Monday, October 6, 2014

The Power of Forgiveness

A couple of months ago, the kids and I were at the park one afternoon when I saw a young boy do something I thought was disgusting and unsanitary for the other children in the park. The kid's mother was sitting on a park bench, chatting away with her friends, oblivious to what had just happened. My blood was boiling. I went straight over to the boy, told him what I thought and then went to his mother to tell her what her boy had done and how she needed to stop him from doing this again. My tone was harsh, accusing and extremely judgmental.

For weeks after the incident, every time I thought about this mother and her young boy, my blood would boil. Every time I saw either one of them, I was remionded again of how angry I felt that day at the park....

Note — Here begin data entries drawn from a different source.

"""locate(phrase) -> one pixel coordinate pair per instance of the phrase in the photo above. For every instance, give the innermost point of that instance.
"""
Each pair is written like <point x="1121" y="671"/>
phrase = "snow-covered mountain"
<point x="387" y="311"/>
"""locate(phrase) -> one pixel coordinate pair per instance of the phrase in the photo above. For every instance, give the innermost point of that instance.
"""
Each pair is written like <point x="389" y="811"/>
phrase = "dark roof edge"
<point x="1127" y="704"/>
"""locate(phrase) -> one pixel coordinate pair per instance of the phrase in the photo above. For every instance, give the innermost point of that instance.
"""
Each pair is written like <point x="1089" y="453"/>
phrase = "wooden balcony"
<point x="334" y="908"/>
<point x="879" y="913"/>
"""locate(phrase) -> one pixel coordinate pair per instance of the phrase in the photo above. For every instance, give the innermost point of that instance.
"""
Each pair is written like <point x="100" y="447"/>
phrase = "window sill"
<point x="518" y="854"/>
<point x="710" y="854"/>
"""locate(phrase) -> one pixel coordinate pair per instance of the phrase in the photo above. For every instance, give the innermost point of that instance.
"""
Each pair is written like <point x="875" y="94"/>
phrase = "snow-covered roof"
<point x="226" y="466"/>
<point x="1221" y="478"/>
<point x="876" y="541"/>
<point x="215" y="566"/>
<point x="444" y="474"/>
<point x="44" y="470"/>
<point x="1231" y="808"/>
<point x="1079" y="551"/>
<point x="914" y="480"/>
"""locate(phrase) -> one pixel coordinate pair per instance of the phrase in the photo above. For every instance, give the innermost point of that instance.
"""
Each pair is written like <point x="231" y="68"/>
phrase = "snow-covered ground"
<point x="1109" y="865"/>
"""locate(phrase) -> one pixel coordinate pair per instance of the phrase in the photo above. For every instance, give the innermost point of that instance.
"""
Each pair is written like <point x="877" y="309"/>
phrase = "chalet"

Come the Aseret Yemey Teshuva(10 days between Rosh Hashana and Yom Kippur, The day of Atonement) and my thoughts kept coming back to this mother and her son, but this time instead of rage and judgment, the feeling of shame set in. How could I have spoken so harshly to that mother when she was surrounded by all her friends? I should have pulled her aside at least. How could I have embarrassed her so badly? What a massive transgression I had committed! The Torah forbids embarrassing another person SO adamantly! According to Torah Law, when you embarrass someone, it's as though you have committed murder.

Yesterday afternoon, the kids and I were having a stroll in our neighborhood when I saw that mother heading in the same direction as us. I told the kids" Guys, watch this! Ema has a huge mitzvah opportunity and I'm gonna take it!". The kids followed me as I ran to stop the woman. She's a Hebrew speaker who lives in our neighborhood. I told her that I was very sorry for calling her out in public a couple of months back. That it was very wrong of me to humiliate her that way. I told her that I still think that what her son did was wrong and that I still think that she should talk to him and tell him not to do that again, but that I am so very sorry about the way I dealt with the situation. The mother broke out into a huge smile and said" Wow! You're so brave! I don't think I would have had the courage to say sorry. Kol Hakavod to you(Way to go!)." She reached out and gave me a big hug, we introduced ourselves by name, wished each other "Shana Tova" (Happy New Year) and parted ways.

After parting ways, I asked my kids to replay what had happened, as I thought this was a fantastic teachable moment for them. My oldest said" Ema, you asked for forgiveness" and my daughter said" You did Teshuva" (repentance). That's right, my Angels. That's exactly it.

Thank you, Hashem, for giving me the opportunity to do the right thing and for allowing my children to witness their Ema taking responsibility for her wrongdoing, while feeling the tremendous power of forgiveness.